The final blog by intern Madeleine Harris.  What an eight weeks!.  We were disappointed to see Maddy leave us, but she has been an absolute pleasure to have around.  Maddy was the first to participate in our dual location internship, staying in both Wexford and Birr.  She was also the first to receive in depth training in off-site archaeological activities, such as field-walking, desktop assessment, finds cataloguing etc – as well as getting to see the off-site workings of the IAFS.  Her last week rounded out activities she has been undertaking in the last couple of months, but unfortunately was interrupted by a freak weather event (3ft of snow in the Midlands!).  However, it was still incredible how much she got to pack in.  See you soon Maddy – you will be missed!

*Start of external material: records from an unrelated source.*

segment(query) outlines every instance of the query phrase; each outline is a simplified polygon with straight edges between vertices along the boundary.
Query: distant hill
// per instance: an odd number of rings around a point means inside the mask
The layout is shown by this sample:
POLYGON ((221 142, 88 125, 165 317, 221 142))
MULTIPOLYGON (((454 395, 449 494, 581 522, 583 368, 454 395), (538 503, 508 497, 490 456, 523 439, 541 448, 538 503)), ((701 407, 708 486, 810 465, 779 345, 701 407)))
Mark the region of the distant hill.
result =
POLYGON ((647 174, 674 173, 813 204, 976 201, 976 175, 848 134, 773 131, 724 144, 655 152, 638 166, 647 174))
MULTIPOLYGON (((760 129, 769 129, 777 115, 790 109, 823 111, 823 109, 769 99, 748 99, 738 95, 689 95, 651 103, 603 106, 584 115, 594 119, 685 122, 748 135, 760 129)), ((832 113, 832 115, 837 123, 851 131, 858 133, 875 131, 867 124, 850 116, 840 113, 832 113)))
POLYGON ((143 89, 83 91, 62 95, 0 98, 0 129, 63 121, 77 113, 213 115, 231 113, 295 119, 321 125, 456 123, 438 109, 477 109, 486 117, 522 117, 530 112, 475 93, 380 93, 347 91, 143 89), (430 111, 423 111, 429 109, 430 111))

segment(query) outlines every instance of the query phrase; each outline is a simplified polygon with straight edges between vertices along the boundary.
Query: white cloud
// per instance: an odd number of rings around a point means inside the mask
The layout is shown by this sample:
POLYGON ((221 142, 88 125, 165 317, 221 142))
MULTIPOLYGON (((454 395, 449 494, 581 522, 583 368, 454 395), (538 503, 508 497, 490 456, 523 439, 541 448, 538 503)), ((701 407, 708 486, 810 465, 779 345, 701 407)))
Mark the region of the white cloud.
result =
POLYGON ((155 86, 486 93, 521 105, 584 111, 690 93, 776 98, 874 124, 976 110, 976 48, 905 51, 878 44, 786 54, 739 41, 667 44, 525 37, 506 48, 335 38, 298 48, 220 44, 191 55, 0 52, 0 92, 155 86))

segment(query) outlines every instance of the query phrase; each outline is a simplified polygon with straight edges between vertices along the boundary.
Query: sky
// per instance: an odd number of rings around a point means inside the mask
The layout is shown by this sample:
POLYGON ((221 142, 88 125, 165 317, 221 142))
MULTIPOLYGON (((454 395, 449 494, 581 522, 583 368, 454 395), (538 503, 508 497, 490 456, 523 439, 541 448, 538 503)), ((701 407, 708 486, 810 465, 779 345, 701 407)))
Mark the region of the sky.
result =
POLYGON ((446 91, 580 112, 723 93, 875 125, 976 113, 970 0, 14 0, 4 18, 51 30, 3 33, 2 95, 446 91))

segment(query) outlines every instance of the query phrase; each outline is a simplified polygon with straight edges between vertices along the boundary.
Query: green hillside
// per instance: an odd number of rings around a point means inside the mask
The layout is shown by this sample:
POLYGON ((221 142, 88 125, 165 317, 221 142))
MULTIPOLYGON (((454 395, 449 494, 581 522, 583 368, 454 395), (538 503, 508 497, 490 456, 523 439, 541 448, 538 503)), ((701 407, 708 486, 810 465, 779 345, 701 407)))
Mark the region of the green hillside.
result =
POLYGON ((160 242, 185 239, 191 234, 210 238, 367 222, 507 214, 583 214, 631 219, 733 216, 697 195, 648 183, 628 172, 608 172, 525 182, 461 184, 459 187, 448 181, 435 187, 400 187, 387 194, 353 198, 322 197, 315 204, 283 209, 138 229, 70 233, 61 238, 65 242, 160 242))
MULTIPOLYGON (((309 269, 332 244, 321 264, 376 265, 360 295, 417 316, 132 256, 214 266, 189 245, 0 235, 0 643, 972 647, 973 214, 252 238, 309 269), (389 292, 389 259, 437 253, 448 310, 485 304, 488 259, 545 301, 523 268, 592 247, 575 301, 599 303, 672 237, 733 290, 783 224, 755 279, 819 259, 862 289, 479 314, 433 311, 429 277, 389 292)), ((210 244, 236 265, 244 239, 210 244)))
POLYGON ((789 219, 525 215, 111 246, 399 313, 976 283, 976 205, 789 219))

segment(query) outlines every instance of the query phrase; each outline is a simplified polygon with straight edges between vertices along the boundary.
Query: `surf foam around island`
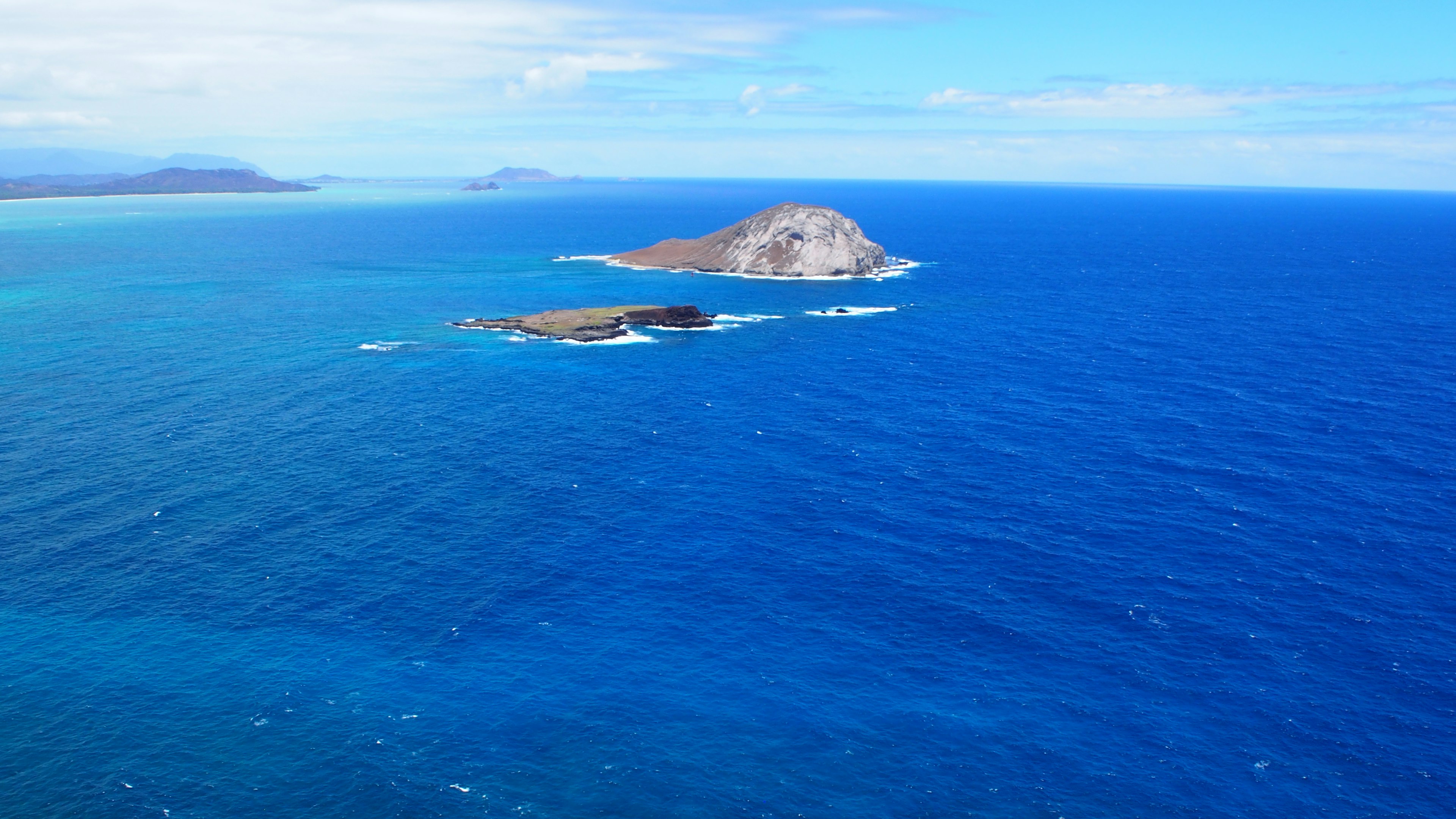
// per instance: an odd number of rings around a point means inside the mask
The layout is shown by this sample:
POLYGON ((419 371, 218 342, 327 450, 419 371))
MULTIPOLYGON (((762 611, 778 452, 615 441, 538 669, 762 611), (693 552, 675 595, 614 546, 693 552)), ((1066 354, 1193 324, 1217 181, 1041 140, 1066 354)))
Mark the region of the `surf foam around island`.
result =
POLYGON ((617 259, 610 255, 582 255, 582 256, 556 256, 553 262, 577 262, 577 261, 600 261, 606 262, 607 267, 625 267, 628 270, 665 270, 668 273, 690 273, 697 275, 731 275, 734 278, 754 278, 754 280, 778 280, 778 281, 855 281, 855 280, 875 280, 882 281, 885 278, 894 278, 895 275, 904 275, 906 271, 920 267, 922 262, 910 259, 891 259, 890 264, 884 267, 877 267, 872 273, 860 275, 766 275, 761 273, 734 273, 727 270, 695 270, 686 267, 655 267, 645 264, 632 264, 617 259))
POLYGON ((804 310, 810 316, 866 316, 869 313, 893 313, 900 307, 830 307, 827 310, 804 310))
POLYGON ((390 350, 396 350, 399 347, 405 347, 405 345, 409 345, 409 344, 419 344, 419 342, 418 341, 373 341, 373 342, 360 344, 358 348, 360 350, 373 350, 376 353, 389 353, 390 350))
MULTIPOLYGON (((664 328, 657 328, 664 329, 664 328)), ((628 332, 626 335, 619 335, 616 338, 603 338, 598 341, 577 341, 575 338, 556 338, 558 344, 578 344, 585 347, 610 347, 614 344, 652 344, 657 340, 649 335, 642 335, 641 332, 628 332)))

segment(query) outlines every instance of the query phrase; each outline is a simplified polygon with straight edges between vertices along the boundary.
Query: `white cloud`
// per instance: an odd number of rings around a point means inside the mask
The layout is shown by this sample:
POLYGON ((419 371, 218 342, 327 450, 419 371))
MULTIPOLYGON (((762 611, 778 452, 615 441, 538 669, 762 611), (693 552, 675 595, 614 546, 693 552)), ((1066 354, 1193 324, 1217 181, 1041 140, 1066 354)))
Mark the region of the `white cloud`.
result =
POLYGON ((811 90, 814 90, 814 86, 799 83, 789 83, 786 86, 772 89, 764 89, 763 86, 748 86, 738 95, 738 105, 745 109, 745 117, 753 117, 763 111, 763 106, 767 105, 770 98, 794 96, 796 93, 808 93, 811 90))
POLYGON ((90 130, 109 124, 105 117, 86 117, 76 111, 0 111, 0 130, 6 131, 90 130))
POLYGON ((754 58, 805 25, 584 0, 0 0, 0 99, 157 133, 480 115, 754 58))
POLYGON ((1319 96, 1309 87, 1208 90, 1165 83, 1117 83, 1099 89, 1042 93, 986 93, 958 87, 925 98, 926 106, 954 105, 992 117, 1203 118, 1233 117, 1245 106, 1319 96))
POLYGON ((527 68, 520 82, 507 82, 505 93, 515 99, 543 95, 565 96, 585 87, 591 71, 649 71, 667 66, 667 61, 642 52, 565 54, 545 66, 527 68))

Week 9 – 26th February 2018

This week was bittersweet, as it was my last week in Ireland and working with the Irish Archaeology Field School (for now).  Monday was spent finishing various tasks, such as the impact assessments and discussing how to spend the next few days.

On Tuesday, we received a visit from Steve and Mairead and had a company meeting that lasted the majority of the day.  It was great to see them and catch up!  During the meeting, I also finished measuring and labeling the pottery and returning the sherds to their respective bags for storage.

Wednesday started out as a productive day, and I began drafting a worksheet listing the various pottery types found on site, how to identify them, examples of where they’ve been found, etc.  Hopefully this will help future students to learn more about the pieces they are finding and will serve as a general guide to identification.  Although it had been snowing all morning, the weather got particularly bad in the afternoon, and Denis and I left the office early.

That night, Storm Emma set in, and we could not work the rest of the week. Instead, my days were spent playing in the snow and staying warm – it was a great way to spend my last few days in Ireland!